Great post, Laurie. I used to know a whole bunch of elephant jokes. Here’s one:
Q: Why do giraffes have long necks?
A: So they can spy on elephants in their tree houses.
Another? Okay:
Q: Why do elephants wear tennies?
A: Because nine-ies are too small and elevenies are too big.
And finally:
Q: What’s gray on the inside and clear on the outside?

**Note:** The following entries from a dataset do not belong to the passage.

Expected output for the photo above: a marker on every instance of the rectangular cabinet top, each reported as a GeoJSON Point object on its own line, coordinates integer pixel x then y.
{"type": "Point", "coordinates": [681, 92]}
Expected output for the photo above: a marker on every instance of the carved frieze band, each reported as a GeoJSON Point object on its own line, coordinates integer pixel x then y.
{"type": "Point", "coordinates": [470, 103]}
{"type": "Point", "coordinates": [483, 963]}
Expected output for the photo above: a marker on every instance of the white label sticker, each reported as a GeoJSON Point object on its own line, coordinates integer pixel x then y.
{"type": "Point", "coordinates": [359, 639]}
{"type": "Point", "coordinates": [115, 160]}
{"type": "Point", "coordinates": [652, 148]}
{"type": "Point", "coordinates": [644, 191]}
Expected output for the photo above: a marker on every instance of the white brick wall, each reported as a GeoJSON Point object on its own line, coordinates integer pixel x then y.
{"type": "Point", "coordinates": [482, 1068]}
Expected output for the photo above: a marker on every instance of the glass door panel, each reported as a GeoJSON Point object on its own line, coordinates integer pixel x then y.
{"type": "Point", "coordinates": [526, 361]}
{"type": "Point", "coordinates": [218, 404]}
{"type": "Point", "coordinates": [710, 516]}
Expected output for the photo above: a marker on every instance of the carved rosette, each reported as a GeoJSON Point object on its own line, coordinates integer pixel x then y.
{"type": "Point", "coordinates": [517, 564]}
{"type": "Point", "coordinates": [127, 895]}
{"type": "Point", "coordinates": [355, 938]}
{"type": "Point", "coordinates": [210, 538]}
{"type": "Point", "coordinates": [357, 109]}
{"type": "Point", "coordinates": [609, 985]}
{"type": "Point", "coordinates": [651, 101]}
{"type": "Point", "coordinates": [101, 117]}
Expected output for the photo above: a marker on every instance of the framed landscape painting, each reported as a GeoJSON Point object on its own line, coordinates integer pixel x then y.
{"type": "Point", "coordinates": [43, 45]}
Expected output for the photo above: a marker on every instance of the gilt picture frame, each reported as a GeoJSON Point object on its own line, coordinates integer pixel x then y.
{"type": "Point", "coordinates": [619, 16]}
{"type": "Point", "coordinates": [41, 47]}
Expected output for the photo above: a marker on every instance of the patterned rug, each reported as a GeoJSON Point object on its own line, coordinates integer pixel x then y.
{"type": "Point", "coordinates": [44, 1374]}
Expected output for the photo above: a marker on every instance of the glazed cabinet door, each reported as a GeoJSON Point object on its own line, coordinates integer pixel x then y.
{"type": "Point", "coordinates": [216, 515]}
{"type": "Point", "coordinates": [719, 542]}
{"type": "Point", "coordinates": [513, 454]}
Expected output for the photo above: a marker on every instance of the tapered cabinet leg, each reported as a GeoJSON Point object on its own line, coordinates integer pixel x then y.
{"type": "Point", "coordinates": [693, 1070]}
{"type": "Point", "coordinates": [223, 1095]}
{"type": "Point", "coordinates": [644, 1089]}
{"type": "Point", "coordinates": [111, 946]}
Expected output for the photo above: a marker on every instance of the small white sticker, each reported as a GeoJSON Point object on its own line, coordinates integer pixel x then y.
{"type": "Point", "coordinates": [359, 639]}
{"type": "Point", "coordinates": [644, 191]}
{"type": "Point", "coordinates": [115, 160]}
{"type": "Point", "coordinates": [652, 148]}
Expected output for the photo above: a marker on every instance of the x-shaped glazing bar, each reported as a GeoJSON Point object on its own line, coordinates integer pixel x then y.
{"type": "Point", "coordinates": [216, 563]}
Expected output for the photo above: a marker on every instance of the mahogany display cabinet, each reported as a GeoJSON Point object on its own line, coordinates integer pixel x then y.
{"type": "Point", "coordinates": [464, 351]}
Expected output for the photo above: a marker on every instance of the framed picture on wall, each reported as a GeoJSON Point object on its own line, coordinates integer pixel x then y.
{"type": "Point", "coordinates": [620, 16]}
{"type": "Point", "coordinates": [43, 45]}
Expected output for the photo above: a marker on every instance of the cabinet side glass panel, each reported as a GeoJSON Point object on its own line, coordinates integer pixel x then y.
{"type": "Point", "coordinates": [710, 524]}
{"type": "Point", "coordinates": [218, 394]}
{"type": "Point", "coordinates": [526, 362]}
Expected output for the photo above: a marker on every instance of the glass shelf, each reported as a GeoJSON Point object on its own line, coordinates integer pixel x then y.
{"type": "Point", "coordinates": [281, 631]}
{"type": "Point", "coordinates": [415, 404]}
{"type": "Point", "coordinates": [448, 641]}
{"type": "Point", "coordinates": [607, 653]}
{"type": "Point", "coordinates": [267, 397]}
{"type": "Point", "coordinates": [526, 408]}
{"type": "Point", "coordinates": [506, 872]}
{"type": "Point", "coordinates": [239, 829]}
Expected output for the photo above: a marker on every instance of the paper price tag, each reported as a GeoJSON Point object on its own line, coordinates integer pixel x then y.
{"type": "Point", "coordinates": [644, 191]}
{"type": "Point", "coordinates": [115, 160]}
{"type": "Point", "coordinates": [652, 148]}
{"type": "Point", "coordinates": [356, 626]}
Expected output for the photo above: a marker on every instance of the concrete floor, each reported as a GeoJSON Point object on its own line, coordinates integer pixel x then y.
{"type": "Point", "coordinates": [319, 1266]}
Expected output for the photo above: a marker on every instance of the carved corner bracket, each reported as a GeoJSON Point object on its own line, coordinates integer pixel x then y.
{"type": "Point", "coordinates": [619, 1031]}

A: An elephant in a baggie!
(Showing my age with that one. I suppose today it would be a Ziploc bag…)
Love it, Lynne, thanks!
Humor, laughter has always been the greatest elixir for me. Laughter can cure anything, I’m not sure it’s always appreciated by the people I choose to share with 🙂 My humor leans a little towards the twisted. Nonetheless, I crack myself up…that’s good for something! 🙂 Loving your posts Laurie. Just subscribed 🙂
Thank you, Jacquie! It’s good to crack yourself up now and again! 😀
I love Janet Evanovich. Her books could get me through 6 hours in the emergency room, no problem. I’m so glad I found your site through Indies Unlimited. I write about aging humor, so it’s always good to find kindred spirits.
Nice to meet you, Karla! We might as well laugh, right?
Hey, I laughed. Roos can get big here but not that big thank goodness.
Let’s continue to hope so! 🙂
Love your blog, Laurie! And Evanovich made me want to write (her and Carl Hiaasen). Keep up the laughs 🙂
Thanks! I love Carl Hiaasen, too. Great fun.